UK politicians have been in the spotlight over the past few weeks with their creative use of the parliamentary allowance scheme. “Flipping” was one common way that some found to maximise their allowance income. This involved declaring one of their homes – either in their constituency or in London closer to the House of Commons – as their main residence, then claiming all manner of expenses against their second home. Then they’d “flip” and claim expenses on the other house. This was a really neat, if totally immoral and possibly illegal, way to spend taxpayers’ money. Now they’re being found out and punished.

L&D departments have been ‘”flipping” for years. In some organisations they are moved from being embedded in HR to reporting into the business line and back again on a regular basis. Some also “flip” between local and global accountability as well.

Most L&D “flipping” is an attempt to ensure a better workforce development service to the organisation.

In fact, there’s no right answer – some L&D departments sit in HR and deliver a great service to the business lines, some don’t. Equally, some L&D departments sitting in the business do a great job and others don’t. There’s no structural silver bullet out there.

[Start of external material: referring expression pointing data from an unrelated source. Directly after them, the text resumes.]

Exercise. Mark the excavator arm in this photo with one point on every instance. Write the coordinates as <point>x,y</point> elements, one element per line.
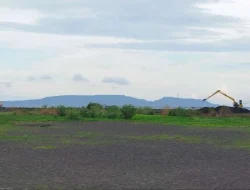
<point>219,91</point>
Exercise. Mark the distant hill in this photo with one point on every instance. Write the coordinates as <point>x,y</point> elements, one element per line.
<point>119,100</point>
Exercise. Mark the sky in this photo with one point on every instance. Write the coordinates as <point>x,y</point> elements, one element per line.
<point>142,48</point>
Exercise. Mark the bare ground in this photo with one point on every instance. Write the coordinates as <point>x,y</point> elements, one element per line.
<point>128,164</point>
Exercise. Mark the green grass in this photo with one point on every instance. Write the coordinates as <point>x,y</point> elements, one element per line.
<point>9,125</point>
<point>10,119</point>
<point>164,137</point>
<point>45,147</point>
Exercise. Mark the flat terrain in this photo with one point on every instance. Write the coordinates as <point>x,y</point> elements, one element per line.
<point>119,155</point>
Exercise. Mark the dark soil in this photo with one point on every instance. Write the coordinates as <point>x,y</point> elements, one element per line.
<point>206,110</point>
<point>131,165</point>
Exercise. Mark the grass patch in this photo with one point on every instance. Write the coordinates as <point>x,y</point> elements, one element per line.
<point>87,135</point>
<point>45,147</point>
<point>164,137</point>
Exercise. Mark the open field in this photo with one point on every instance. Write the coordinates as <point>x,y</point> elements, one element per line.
<point>146,152</point>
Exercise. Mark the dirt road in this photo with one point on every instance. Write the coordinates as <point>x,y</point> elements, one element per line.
<point>105,155</point>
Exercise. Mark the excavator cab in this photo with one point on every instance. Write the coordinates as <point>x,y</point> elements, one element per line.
<point>235,104</point>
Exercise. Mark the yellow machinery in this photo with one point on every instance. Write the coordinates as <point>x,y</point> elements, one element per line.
<point>235,104</point>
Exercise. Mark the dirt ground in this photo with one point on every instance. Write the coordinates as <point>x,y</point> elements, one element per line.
<point>105,156</point>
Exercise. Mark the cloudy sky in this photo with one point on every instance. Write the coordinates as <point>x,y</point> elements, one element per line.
<point>142,48</point>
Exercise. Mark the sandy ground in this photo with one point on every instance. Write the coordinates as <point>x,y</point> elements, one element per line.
<point>123,163</point>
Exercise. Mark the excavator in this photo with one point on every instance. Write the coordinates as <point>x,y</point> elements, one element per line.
<point>235,104</point>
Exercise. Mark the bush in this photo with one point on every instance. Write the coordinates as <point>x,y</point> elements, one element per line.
<point>73,114</point>
<point>145,111</point>
<point>94,106</point>
<point>113,112</point>
<point>183,112</point>
<point>61,110</point>
<point>165,111</point>
<point>48,111</point>
<point>224,111</point>
<point>128,111</point>
<point>93,110</point>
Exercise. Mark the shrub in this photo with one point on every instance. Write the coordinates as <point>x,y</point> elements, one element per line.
<point>113,112</point>
<point>128,111</point>
<point>165,111</point>
<point>48,111</point>
<point>93,112</point>
<point>73,114</point>
<point>145,111</point>
<point>94,106</point>
<point>224,111</point>
<point>61,110</point>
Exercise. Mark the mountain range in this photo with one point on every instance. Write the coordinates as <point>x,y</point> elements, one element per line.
<point>119,100</point>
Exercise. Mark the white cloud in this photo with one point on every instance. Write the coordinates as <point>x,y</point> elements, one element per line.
<point>21,16</point>
<point>168,73</point>
<point>116,80</point>
<point>79,78</point>
<point>233,8</point>
<point>28,40</point>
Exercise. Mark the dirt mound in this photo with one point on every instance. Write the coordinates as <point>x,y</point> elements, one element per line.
<point>223,109</point>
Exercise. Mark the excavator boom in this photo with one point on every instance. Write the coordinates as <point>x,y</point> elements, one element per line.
<point>235,103</point>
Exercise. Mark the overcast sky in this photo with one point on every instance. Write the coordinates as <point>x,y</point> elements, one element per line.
<point>142,48</point>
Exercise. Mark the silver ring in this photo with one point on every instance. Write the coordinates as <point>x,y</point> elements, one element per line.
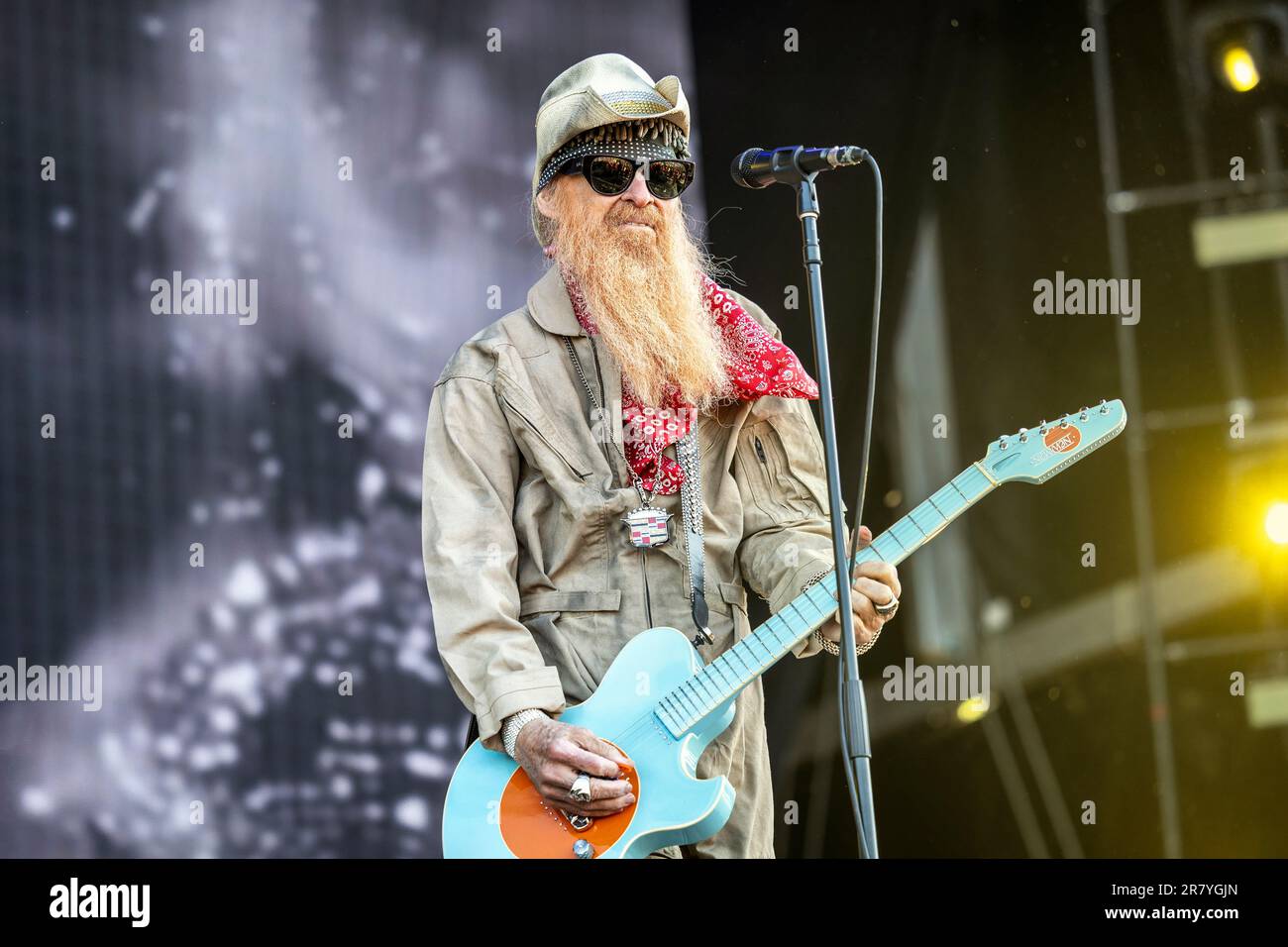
<point>580,791</point>
<point>888,609</point>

ACCOUNTABILITY – THE SILVER BULLET

The silver bullet, however, lies in two accountabilities. Firstly, L&D’s ability to be accountable for business results (or organisational results if you’re in a public sector or not-for-profit organisation). Secondly, there’s an equal need for L&D to be accountable for the efficiency and effectiveness of it’s services. If an L&D department is using sub-optimal approaches, flying ILT trainers around the world to deliver content-heavy classes for example, or is developing expensive media-rich eLearning programmes that only small numbers of employees need to use, it will likely be failing to deliver on these two requirements respectively.

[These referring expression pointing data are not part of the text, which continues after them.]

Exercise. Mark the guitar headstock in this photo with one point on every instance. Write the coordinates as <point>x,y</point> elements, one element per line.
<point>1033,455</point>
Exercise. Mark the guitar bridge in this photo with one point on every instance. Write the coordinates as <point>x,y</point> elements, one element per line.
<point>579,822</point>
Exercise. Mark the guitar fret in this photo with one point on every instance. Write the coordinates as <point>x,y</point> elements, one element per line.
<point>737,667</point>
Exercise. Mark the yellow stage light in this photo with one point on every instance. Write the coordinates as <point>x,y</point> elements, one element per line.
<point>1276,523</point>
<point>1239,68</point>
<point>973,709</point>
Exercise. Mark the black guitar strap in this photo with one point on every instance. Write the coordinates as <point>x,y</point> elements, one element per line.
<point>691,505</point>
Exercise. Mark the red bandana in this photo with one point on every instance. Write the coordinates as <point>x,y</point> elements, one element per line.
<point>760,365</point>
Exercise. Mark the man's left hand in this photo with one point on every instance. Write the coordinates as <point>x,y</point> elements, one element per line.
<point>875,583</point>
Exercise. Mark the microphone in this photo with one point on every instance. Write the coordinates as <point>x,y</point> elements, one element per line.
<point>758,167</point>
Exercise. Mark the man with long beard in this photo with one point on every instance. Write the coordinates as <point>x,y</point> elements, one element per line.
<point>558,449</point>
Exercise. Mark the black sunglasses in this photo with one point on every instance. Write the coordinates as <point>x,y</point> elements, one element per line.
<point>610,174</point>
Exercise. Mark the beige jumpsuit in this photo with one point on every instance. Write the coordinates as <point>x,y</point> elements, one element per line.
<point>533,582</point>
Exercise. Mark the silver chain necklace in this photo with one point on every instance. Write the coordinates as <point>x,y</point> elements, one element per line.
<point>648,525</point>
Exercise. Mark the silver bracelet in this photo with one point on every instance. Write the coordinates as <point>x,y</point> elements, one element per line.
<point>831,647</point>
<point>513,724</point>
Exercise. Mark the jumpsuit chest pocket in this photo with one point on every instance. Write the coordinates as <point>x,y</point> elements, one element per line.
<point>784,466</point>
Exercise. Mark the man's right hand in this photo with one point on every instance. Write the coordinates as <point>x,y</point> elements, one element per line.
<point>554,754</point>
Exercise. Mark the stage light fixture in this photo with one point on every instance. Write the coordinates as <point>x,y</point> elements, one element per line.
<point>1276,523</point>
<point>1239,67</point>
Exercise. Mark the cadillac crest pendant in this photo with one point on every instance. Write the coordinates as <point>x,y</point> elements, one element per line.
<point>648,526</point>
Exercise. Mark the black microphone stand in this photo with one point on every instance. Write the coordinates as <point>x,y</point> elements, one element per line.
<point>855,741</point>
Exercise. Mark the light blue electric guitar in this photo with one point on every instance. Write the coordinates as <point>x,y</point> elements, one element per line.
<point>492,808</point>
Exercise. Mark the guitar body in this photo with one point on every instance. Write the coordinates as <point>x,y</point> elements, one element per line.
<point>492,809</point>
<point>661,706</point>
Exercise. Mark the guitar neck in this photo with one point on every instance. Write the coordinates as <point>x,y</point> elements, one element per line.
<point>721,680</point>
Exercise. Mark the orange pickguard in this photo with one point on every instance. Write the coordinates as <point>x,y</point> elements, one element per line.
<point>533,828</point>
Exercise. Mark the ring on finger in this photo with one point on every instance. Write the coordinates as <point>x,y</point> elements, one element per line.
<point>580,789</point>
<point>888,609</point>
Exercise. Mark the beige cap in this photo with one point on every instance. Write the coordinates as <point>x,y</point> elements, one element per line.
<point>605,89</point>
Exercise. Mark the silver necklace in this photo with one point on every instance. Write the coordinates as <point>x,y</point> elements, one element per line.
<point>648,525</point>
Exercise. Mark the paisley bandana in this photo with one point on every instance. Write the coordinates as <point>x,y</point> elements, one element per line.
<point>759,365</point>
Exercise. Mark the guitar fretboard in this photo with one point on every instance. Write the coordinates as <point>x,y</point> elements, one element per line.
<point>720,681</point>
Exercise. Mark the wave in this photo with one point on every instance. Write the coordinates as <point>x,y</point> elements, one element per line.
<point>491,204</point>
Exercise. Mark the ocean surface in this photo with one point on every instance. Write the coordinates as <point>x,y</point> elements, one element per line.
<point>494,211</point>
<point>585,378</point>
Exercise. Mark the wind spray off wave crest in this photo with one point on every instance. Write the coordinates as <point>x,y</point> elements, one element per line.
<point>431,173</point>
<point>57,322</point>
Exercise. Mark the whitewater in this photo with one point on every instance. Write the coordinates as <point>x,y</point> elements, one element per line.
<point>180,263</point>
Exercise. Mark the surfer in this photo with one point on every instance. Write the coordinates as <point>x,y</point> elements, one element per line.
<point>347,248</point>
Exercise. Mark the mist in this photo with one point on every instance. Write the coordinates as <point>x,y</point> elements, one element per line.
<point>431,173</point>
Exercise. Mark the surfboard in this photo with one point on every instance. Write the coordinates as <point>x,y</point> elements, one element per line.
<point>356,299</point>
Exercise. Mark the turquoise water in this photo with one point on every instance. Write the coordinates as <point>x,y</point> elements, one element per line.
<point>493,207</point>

A strategic approach (from both top-down and bottom-up) is needed and get both business accountability and an efficient and effective L&D operation in place. The diagram below is an attempt to break out the high-level parts in these accountabilities. [1] standardising; [2] globalising; [3] integrating; [4] aligning; [5] optimising. Focus on these will result in greater likelihood in L&D being able to deliver a service that brings value to the entire organisation.

ALIGNING L&D WITH ORGANISATIONAL STRATEGY

AUTONOMY vs STRATIGIC ALIGNMENT

I spent most of my 8 years as CLO at Reuters involved in L&D transformation in one way or another. One tool I found very useful in planning a structure that would work for the organisation was the ‘C’ curve for an accountability-oriented L&D framework. The Global HR Director at Reuters and I developed this ‘C’ curve for L&D to help us make the initial changes.

We used the ‘C’ curve model to define the journey needed to build an L&D function that was accountable for business results, whose operation was closely aligned with the company’s overall strategy, that embedded the ‘efficiency & effectiveness’ mantra but – at the same time – where the component parts of L&D could have some autonomy to operate and make decisions locally.

This ultimately resulted in a federated organisational structure – a small core L&D team sitting in the corporate HR centre managing the overall strategy, alignment, standards, infrastructure etc. while the majority of L&D resources (and their budgets) sat in the various business lines delivering operational L&D services to their stakeholders. L&D was held together by a central governance board (mostly senior business managers, but chaired by the HR Director), and functional reporting lines for each of the Heads of Learning (every major business unit had one) into the CLO (my role).

The ‘C’ curve below shows the steps that were taken to move to an accountability oriented structure that worked for us.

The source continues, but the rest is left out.